Tuesday, January 29, 2013

What's Next to Ban? LEGO®s?

     While looking through the news of the day, one story caught my attention right away. It seems a future domestic terrorist has been discovered lurking in the halls of the Hyannis West Elementary School on Cape Cod in the form of five year old Joseph Cardosa.( 5 year old threatened with suspension.) What was this youngster's crime? He dared to take two LEGO®  pieces and make them into the shape of a gun. In the letter to the parents threatening him with suspension, the school says the boy was using toys inappropriately. I would like to see the policy the letter is referring to because I suspect there is nothing mentioned about what the appropriate use of LEGO®'s is.

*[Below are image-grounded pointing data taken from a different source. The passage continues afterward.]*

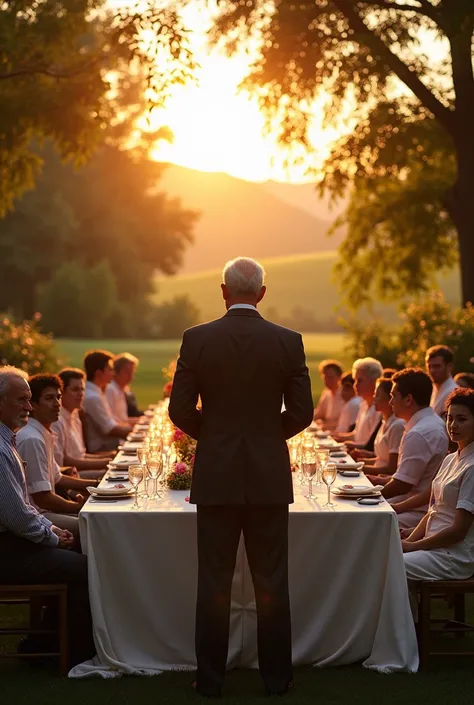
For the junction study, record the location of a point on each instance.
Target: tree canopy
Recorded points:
(409, 111)
(58, 60)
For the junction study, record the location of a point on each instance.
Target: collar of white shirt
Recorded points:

     I remember having them as a child and all four of my own children had buckets of them too. As I recall, there were plenty of things made out of them to look like tanks, planes with missiles, and toy figures with guns lying around the house all the time. In the above referenced articled, the author cites several other absurd cases from around the country and the involved school system's ridiculous response to them. All of these things raise some serious questions.
     Who are the people we have teaching our kids who could be so stupid as to overreact to these things? If Mr. Cardosa was running around pointing the gun at other students and pretending to shoot them, I would agree with the school in intervening. Not because of the LEGO®s, more because of the behavior exhibited. Instead, what we hear from the Principal of the school is that person's own apparent irrational fear of anything which even remotely looks like a gun, as if just the shape is dangerous. This presumably educated person told FOX 25 “We need a safe environment for our students. While someone might think that making a Lego gun is just an action of a 5-year-old, to other 5-year-olds, that might be a scary experience.” Really? A scary experience to who?
     My experience as a parent and youth sports coach is the less of a big deal we adults make of things, the better off the children are. It is not mentioned, but I wonder how many of the fellow students ran out of the building screaming in fear when young Mr. Cardosa brandished his newly made LEGO® gun? I wonder if the teachers present called 911 and placed the students under the desks to avoid whatever harm could come from plastic? 
     By the way, the picture I used is just one of thousands on the web. Kind of looks like a gun, don't you think? I guess I better watch for my letter in the mail too.